Non a caso l’opera della CRS non si limita agli aiuti diretti ai profughi, ma comprende anche il sostegno a diversi progetti sanitari della Croce Rossa Libanese (CRL).

2700 volontari della CRL gestiscono il servizio di ambulanze, prestano primo soccorso in seguito a infortuni, trasportano i feriti in ospedale, organizzano il trasferimento di malati e accompagnano in clinica le donne partorienti. Tutto ciò gratuitamente sia per i libanesi che per i profughi.

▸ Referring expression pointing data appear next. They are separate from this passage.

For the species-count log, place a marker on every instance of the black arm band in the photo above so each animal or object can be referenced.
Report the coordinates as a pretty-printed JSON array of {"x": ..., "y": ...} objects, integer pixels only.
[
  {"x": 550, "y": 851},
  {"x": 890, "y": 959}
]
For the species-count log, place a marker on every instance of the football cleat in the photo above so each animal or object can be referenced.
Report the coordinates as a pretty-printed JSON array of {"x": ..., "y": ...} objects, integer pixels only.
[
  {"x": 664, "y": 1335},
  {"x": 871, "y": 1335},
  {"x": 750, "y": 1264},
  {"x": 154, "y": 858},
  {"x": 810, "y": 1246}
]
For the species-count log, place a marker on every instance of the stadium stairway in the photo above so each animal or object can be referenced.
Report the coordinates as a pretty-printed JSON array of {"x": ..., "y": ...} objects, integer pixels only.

Nel 2015 le ambulanze della CRL hanno fornito soccorsi medici di emergenza a oltre 2500 siriani. La CRS sostiene questo servizio vitale e finanzia altre équipe di ambulanza per coprire il numero di interventi in aumento.

La CRS aiuta anche a migliorare il sistema trasfusionale. In Libano, infatti, chi necessita di una trasfusione di sangue deve pagarla di tasca propria. E a caro prezzo: un’unità costa più di 100 dollari. Molte persone, in particolare tanti rifugiati, non possono permettersene nemmeno una. Nei centri trasfusionali della CRL ogni paziente riceve sangue gratuitamente. L’anno scorso il 25% dei beneficiari di donazioni sanguigne erano profughi siriani. Per estendere questa prestazione essenziale a tutto il territorio nazionale garantendo elevata qualità e sicurezza, la CRS è impegnata a rinnovare vari centri in tutto il Paese e sostiene le campagne volte a sensibilizzare la popolazione sulla donazione di sangue volontaria.

In Libano chi necessita di una trasfusione di sangue deve pagarla di tasca propria.

Il Libano e la sua popolazione sono soggetti a un’immensa pressione. Insieme ai suoi partner sul posto, la CRS sostiene il Paese.